Written by attorney Michael Lee Claessens

Lawfully obtain a new California contractors license after yours has been revoked.

Revocation of your California contractor’s license is permanent, but that does not mean you cannot receive another. After the passage of time, you can reapply. How much time? Usually, from one to five years must pass from the date of revocation. The amount of time is dependent on the nature and seriousness of the underlying bases for your past license revocation. After that, to reapply, the Contractors State License Board (“Board") requires that you demonstrate: (1) trade competency, (2) atonement, (3) restitution to the state, and (4) financial solvency.

The first requirement, trade competency, is met simply by taking and passing the law and trades portion of the written examination for your specialty.
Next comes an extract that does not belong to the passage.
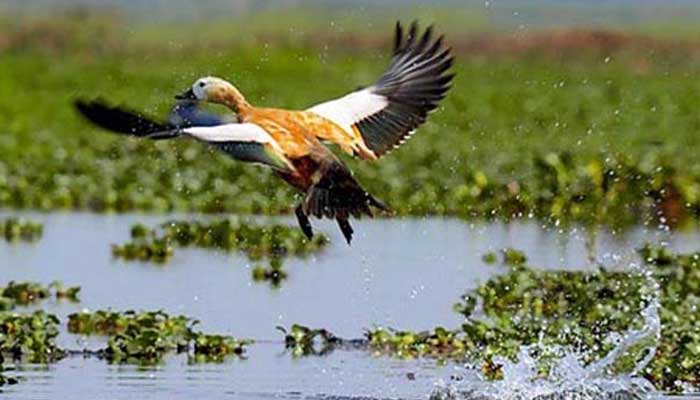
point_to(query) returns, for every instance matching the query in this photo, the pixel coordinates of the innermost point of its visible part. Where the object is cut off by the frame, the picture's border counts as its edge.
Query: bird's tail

The second requirement, atonement, requires that you demonstrate that you have paid compensation to anyone you injured or whose property you damaged that was the basis for the revocation of your license. This means that, in addition to paying any court judgment against you, you must also compensate others you may have injured even if the person you injured did not sue you to recover the loss they incurred. The only exception is if the loss has been reduced to a debt that you later discharged in bankruptcy.

The third requirement, restitution to the State, is straightforward: You must pay any outstanding civil penalties and investigative costs incurred by the Board. There are no exceptions. Civil penalties are not dischargeable in bankruptcy. If you are behind in your family support payments, you must also resolve any outstanding family support issues.

Fourth, you must demonstrate financial solvency. As the condition for any new license issued after a previous revocation, the Board requires that you obtain a disciplinary contractor's bond in the amount of not less than twice the amount or more than ten times the base bond amount of $7,500. The amount of the disciplinary bond is determined by the Board based upon the seriousness of the past violations leading to your previous license revocation. You will be required to maintain the bond on file with the Board for at least two years and the bond period runs only while your license is current, active, and in good standing.

These are daunting requirements to be sure, but competent counsel can assist you at every step to help you avoid mistakes that could cause your application to be rejected and to assist you in getting your carrier back on track.